50th Anniv – The Call

50th Anniv – The Call

Next Monday, April 3rd, will mark the 50th anniversary of that historic call by our good friend Marty Cooper at the corner of 6th Avenue and between 53rd and 54th streets in NYC. I have been re-reading Marty’s brilliant memoir “Cutting the Cord” which is full some amazing historical nuggets. He is also a great storyteller who keeps the readers glued to the narrative and indeed transports me back in time as if I was the fly on the wall when he along with his resilient crew at Motorola were outwitting the giant of the day – Bell Labs, the crown jewel of AT&T. The book is truly a gift to us wireless nerds and the details are astounding.

I will share something from the book each day leading up to Monday.

For me, one of the most fascinating chapters is chapter 9 where Marty describes the effort to put together a working prototype. The backdrop is as follows: FCC had a hearing scheduled in spring of 1973 to consider the monopoly proposal from AT&T. Even though Bell Labs had invented the cellular system, their worldview was limited to car phones. Marty had been imagining a portable cellular phone most of his career and was determined to show to the Feds, Congress, Motorola, and AT&T that a bigger vision for the cellular system is possible but for that he had to come up with a “working” prototype in a matter of just 3 months. He persuaded, cajoled, and inspired his peers, bosses, and colleagues to put all their creative energies into doing what seemed utterly impossible at the time. And his team delivered. It is a remarkable story of ingenuity, breakthroughs, crazy inventors, camaraderie, belief, and perseverance.

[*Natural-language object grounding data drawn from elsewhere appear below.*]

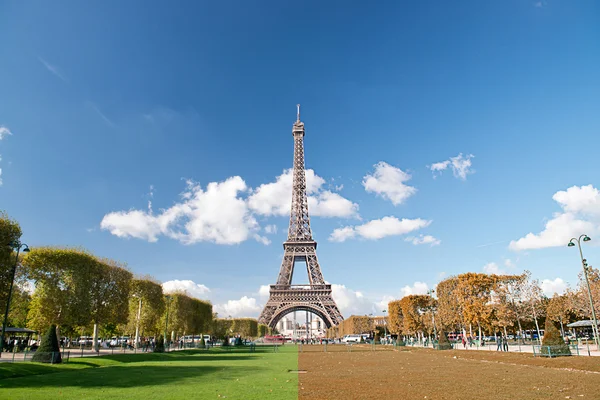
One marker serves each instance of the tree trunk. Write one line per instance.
(562, 328)
(520, 332)
(536, 325)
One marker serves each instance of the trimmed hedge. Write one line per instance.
(553, 344)
(49, 351)
(443, 342)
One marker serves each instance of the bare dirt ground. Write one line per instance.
(413, 373)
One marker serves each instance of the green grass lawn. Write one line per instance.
(189, 374)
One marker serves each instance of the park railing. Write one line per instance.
(555, 351)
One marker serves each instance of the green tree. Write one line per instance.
(245, 327)
(62, 287)
(49, 351)
(109, 294)
(153, 307)
(10, 232)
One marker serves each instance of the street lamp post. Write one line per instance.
(384, 325)
(167, 318)
(137, 324)
(586, 238)
(430, 293)
(15, 246)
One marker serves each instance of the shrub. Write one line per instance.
(443, 342)
(160, 345)
(49, 351)
(553, 344)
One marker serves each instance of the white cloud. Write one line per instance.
(423, 239)
(549, 287)
(341, 234)
(379, 228)
(271, 229)
(244, 307)
(460, 165)
(261, 239)
(53, 69)
(100, 113)
(416, 288)
(264, 291)
(275, 198)
(439, 166)
(580, 214)
(388, 182)
(4, 132)
(352, 302)
(190, 287)
(493, 269)
(216, 214)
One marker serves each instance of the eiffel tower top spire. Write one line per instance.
(299, 229)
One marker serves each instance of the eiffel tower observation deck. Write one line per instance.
(300, 246)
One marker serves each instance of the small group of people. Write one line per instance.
(502, 343)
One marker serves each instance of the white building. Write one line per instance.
(294, 325)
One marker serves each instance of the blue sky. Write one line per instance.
(107, 106)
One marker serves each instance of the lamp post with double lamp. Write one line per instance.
(430, 293)
(384, 325)
(137, 324)
(167, 318)
(14, 246)
(586, 238)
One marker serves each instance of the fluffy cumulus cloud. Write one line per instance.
(493, 269)
(275, 198)
(351, 302)
(387, 181)
(549, 286)
(271, 229)
(379, 228)
(4, 132)
(244, 307)
(217, 214)
(423, 239)
(580, 214)
(190, 287)
(416, 288)
(461, 166)
(264, 291)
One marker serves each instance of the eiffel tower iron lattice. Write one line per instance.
(316, 296)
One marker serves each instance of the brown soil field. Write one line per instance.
(413, 373)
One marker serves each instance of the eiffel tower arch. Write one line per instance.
(315, 296)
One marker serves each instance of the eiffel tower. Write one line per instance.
(316, 296)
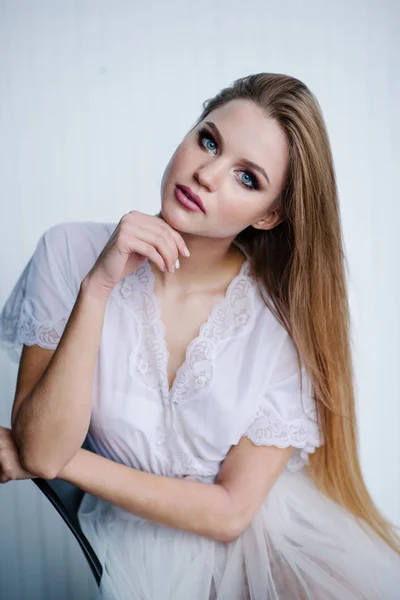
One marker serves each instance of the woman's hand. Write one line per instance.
(137, 236)
(10, 465)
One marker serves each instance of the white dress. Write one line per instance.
(239, 378)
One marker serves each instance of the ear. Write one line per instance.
(270, 220)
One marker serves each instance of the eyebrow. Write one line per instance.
(245, 161)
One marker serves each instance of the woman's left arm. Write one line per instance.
(220, 511)
(194, 506)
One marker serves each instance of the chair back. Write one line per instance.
(66, 499)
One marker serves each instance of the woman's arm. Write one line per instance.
(220, 510)
(197, 507)
(50, 422)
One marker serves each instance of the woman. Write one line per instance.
(218, 396)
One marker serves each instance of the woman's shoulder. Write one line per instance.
(79, 236)
(76, 245)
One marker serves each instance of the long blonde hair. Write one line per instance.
(301, 265)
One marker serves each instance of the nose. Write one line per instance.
(210, 174)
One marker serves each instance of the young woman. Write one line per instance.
(218, 397)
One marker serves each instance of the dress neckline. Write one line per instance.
(205, 327)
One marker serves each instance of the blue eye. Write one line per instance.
(205, 135)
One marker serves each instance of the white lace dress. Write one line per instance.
(239, 378)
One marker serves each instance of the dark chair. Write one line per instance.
(66, 499)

Determined to make a big splash, he and his team headed to NYC and on April 3rd stunned the media, passersby commuters with a live public demonstration of the first cellular call. But it was no ordinary call. Marty had an extraordinary panache after all, something he possesses to this day.

The first message that Samuel Morse working for the US Government sent in 1844 was “What hath God Wrought?” quoting the bible. In 1876, Alexander Graham Bell of AT&T in making the first phone call quipped, “Mr. Watson, Come here, I want to see you.”

On that morning of April 3rd in 1973, walking from his Hilton Hotel, Marty called his rival Dr. Engel at Bell Labs, and his immortal words were, “Hi Joel, it’s Marty Cooper. I’m calling you on a cell phone, But a real cell phone, a personal, portable, handheld cell phone.”

Dr. Engel was a brilliant engineer in his own right. His work led to what became the basis for 1G or AMPS (he along with his collaborator Richard Frenkiel) received National Medal of Technology from President Clinton in 1994 for their contributions to the creation of the cellular systems) but he will forever be remembered as the guy on the receiving end of that historic phone call.

With that phone call, the trajectory of the industry changed. FCC was so impressed that it did what was once considered unthinkable, it rejected the AT&T proposal and opened the industry to competition thus accelerating the advent of the mobile era.

Rest as they say is history.

Marty Cooper making the first public cellphone call in New York in 1973 (Courtesy Martin Cooper).